Anastrozole (Arimidex) generally appears to have the most neutral, “least bad” overall effect on lipids compared with exemestane (Aromasin) and letrozole (Femara) in the main head‑to‑head data, even though all three third‑gen AIs are considered clinically acceptable from a lipid standpoint.​

What the LEAP study showed

The LEAP (Letrozole, Exemestane, Anastrozole Pharmacological) trial compared these three AIs in healthy postmenopausal women over 24 weeks and specifically looked at safety markers including lipid profiles. Key points:​

• Anastrozole: No significant adverse changes in standard lipid parameters were found; it did not significantly worsen LDL:HDL ratios or triglycerides in this setting.​
• Letrozole: Was associated with a significant increase in triglycerides, but without major shifts in atherogenic ratios compared with anastrozole.​
• Exemestane: Showed a small reduction in total cholesterol in some analyses, but produced a significant increase in the LDL:HDL cholesterol ratio and in the ApoB:ApoA1 ratio compared with the other two, which are both considered more atherogenic patterns.​

Clinically, oncologists often describe these differences as “modest” and not a reason to avoid any particular AI outright, but they are still meaningful for anyone who already has borderline or poor lipids.​

Why the usual “Aromasin is best” line is too simple

On forums, the mantra is often:

• “Letro is the worst for lipids.”
• “Aromasin (exemestane) is the safest for lipids.”

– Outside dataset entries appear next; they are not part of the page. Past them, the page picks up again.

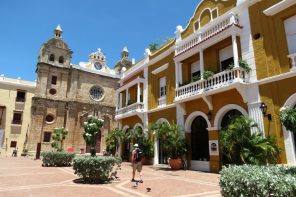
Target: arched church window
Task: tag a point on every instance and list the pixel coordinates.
(96, 93)
(51, 57)
(61, 60)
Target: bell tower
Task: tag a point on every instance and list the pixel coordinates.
(124, 53)
(58, 32)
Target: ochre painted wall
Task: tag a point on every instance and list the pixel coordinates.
(218, 100)
(131, 121)
(274, 95)
(223, 6)
(153, 81)
(270, 48)
(168, 114)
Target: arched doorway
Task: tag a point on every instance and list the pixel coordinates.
(160, 157)
(98, 144)
(126, 147)
(226, 120)
(228, 117)
(200, 144)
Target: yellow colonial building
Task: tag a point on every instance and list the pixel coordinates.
(15, 114)
(231, 58)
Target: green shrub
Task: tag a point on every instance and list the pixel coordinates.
(242, 143)
(57, 158)
(208, 74)
(251, 180)
(288, 118)
(96, 169)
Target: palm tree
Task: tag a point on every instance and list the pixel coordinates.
(242, 143)
(113, 140)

The more detailed data complicates that:

• Several studies and reviews note that all third‑gen AIs tend to slightly worsen lipid profiles compared with tamoxifen, but differences between anastrozole, letrozole and exemestane are relatively small and sometimes inconsistent across trials.​
• The LEAP and related analyses specifically flag exemestane as the one that increases LDL:HDL and ApoB:ApoA1 ratios compared with anastrozole and letrozole, even when total cholesterol and triglycerides might look a bit better on paper.​

From a cardiovascular‑risk point of view, a higher LDL:HDL and higher ApoB:ApoA1 are not what you want, especially if your HDL is low to begin with.

Where Anastrozole fits in

Pulling it together:

• Anastrozole tends to show minimal or no significant change in most lipid measures, with some meta‑analyses suggesting small decreases in total cholesterol and HDL but no clear worsening of LDL or triglycerides overall.​
• Letrozole can raise triglycerides and sometimes LDL, depending on duration and population, though results are mixed across studies.​
• Exemestane may slightly lower total cholesterol and triglycerides in some long‑term series, but at the cost of shifting LDL:HDL and ApoB:ApoA1 in a more atherogenic direction compared with anastrozole.​

So if the specific question is “Which AI seems to disturb lipids the least overall?”, the evidence backs your take: anastrozole comes out as the most rounded and benign on lipids, exemestane is not the magic “lipid‑friendly” AI it’s often claimed to be, and letrozole is the roughest on triglycerides.